By Aron Mehta, Defense News–
The recent National Defense Strategy identified great power competitors as the major challenge facing the Pentagon, but Gen. Paul Selva, vice chairman of the Joint Chiefs of Staff, noted that the plans required to counter each nation are naturally “in tension with one another” for resources.
“Here’s why they will be in competition with each other: They are not the same,” Selva explained during an event hosted by the Defense Writers Group. “There are two unique competitions that we have to deal with, and the elements are overlapping but not the same.”
“Any fight with China, if it were to come to blows, would be a largely maritime and air fight,” Selva said. “It doesn’t mean the Army and the Marine Corps don’t have a place. But when you think about how a potential conflict with China would evolve, it very likely involves a substantial contribution from the naval and air forces, and the Army and Marine Corps would be supporting elements in that fight.”
In contrast, “the Russia global problem set is largely an air and ground fight. Supported by elements of our maritime component, because you can’t get to Russia, you can’t get to Europe in any large measure without transiting the North Atlantic,” he said. “Which means there’s going to be a maritime fight to get things to the continent, but the fight itself as it evolves is likely to be an air and ground fight.”
Of course, there are other threats to the U.S. besides Russia and China. In recent strategy documents, the Pentagon narrowed its focus to what it calls the 4 + 1 threats — Russia, China, North Korea, Iran and terrorism.
North Korea is the easier to plan for, Selva noted, as Pyongyang “derives almost all of its military capabilities from buying hardware from either Russia or China,” which means planning for the two peer competitors covers the rogue nuclear state.
But figuring out which is the likeliest scenario and how to invest accordingly are major challenges being worked out inside the Pentagon. Selva indicated that those challenges will be part of the upcoming National Military Strategy, expected to be completed before the end of the year. But the question of having enough funding to prepare for both is clearly on Selva’s mind.
“If it’s not affordable, then we will express the risk to the secretary, to the president and to the American people,” he said. “Then we have to go to the secretary and president and say: ‘We are assuming risk on behalf of the American people because we can’t do this set of tasks.’ We can either appropriate the funds to get those tasks done, or we can articulate the risk.”
Andrew Hunter, an analyst with the Center for Strategic and International Studies, agrees that the Pentagon needs to think of China and Russia as separate threats. But he notes there are areas of common investment for both challenges.
“In both instances there is a premium on having access to instantaneous situational awareness and ability to find people on the battlefield, and be able to do the command and control to strike in very tight time frames,” Hunter said, adding that broad spectrum C4ISR — command, control, communications, computers, intelligence, surveillance and reconnaissance capabilities — is an area in which the Pentagon is routinely investing.
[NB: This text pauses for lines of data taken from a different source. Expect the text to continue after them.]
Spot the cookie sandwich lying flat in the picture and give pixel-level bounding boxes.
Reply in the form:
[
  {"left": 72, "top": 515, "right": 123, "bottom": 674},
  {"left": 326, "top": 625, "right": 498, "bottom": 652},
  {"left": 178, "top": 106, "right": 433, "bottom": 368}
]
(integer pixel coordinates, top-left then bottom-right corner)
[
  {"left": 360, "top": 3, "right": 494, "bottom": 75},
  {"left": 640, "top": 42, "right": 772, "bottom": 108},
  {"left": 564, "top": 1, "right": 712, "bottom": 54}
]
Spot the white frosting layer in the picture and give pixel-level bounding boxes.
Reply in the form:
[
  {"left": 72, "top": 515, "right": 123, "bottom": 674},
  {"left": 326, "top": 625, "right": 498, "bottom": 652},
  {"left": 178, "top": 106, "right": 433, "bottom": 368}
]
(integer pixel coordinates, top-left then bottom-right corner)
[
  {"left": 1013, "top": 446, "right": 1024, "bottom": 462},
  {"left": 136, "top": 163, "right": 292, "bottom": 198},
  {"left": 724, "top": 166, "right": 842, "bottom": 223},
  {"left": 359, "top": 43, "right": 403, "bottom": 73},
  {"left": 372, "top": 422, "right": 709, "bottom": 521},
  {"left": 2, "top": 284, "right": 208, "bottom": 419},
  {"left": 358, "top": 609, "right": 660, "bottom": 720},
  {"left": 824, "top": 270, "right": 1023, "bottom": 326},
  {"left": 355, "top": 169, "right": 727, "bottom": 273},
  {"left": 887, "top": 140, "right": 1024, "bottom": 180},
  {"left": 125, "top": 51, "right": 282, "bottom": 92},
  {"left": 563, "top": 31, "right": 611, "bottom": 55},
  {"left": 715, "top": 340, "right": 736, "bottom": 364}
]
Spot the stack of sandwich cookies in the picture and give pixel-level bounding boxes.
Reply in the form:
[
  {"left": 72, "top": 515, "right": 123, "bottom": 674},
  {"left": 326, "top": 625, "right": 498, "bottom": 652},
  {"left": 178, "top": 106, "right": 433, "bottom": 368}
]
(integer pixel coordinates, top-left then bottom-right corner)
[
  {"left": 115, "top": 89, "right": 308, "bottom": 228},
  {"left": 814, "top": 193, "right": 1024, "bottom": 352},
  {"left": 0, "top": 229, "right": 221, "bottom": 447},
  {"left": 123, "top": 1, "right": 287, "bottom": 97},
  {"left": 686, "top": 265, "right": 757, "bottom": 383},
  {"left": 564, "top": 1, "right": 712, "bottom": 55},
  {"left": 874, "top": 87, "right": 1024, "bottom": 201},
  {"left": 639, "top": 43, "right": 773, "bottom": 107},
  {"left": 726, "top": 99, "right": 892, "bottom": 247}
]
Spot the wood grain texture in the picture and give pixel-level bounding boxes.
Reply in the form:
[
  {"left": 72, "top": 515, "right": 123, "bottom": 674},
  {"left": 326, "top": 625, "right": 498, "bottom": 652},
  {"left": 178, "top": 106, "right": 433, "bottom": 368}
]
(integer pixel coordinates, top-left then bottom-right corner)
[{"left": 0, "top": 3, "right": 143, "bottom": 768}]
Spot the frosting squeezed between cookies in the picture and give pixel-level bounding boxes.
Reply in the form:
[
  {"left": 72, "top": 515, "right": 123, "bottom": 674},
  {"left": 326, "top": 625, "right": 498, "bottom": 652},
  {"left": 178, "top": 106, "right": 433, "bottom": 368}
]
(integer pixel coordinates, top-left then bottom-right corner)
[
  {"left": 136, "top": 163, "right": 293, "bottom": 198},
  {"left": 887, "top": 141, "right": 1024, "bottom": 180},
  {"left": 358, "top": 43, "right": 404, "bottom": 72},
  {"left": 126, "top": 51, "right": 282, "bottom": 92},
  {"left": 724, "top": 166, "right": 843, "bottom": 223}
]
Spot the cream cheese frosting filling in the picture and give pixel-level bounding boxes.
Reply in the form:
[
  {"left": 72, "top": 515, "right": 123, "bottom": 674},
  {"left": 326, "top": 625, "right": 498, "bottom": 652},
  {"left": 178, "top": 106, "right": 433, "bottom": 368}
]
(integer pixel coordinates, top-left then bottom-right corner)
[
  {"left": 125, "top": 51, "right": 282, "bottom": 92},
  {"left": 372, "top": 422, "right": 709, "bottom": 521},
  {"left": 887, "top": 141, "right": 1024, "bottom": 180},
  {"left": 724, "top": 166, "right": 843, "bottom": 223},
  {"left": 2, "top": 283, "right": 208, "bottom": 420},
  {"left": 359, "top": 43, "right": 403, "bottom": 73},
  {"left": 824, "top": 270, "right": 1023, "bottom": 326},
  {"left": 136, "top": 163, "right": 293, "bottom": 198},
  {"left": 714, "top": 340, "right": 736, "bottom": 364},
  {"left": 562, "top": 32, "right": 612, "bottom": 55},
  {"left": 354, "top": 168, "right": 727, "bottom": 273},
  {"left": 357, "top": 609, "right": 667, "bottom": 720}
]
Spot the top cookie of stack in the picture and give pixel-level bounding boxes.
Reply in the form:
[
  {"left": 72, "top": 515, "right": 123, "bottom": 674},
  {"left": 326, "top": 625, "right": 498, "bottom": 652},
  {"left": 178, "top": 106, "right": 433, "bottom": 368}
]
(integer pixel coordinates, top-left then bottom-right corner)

Hunter also warns not to expect the Chinese or Russians in a shooting war to play fair and try to match the Pentagon one on one.
“Are they going to try and do a straight up assault on the U.S. Air Force? My guess would be they probably won’t do that because that’s probably a losing proposition for them and they’re probably too smart of that,” Hunter said. “My guess is they will find a way to come at us that, at least, it won’t be something where our advantage is so overwhelming that it becomes a farce.”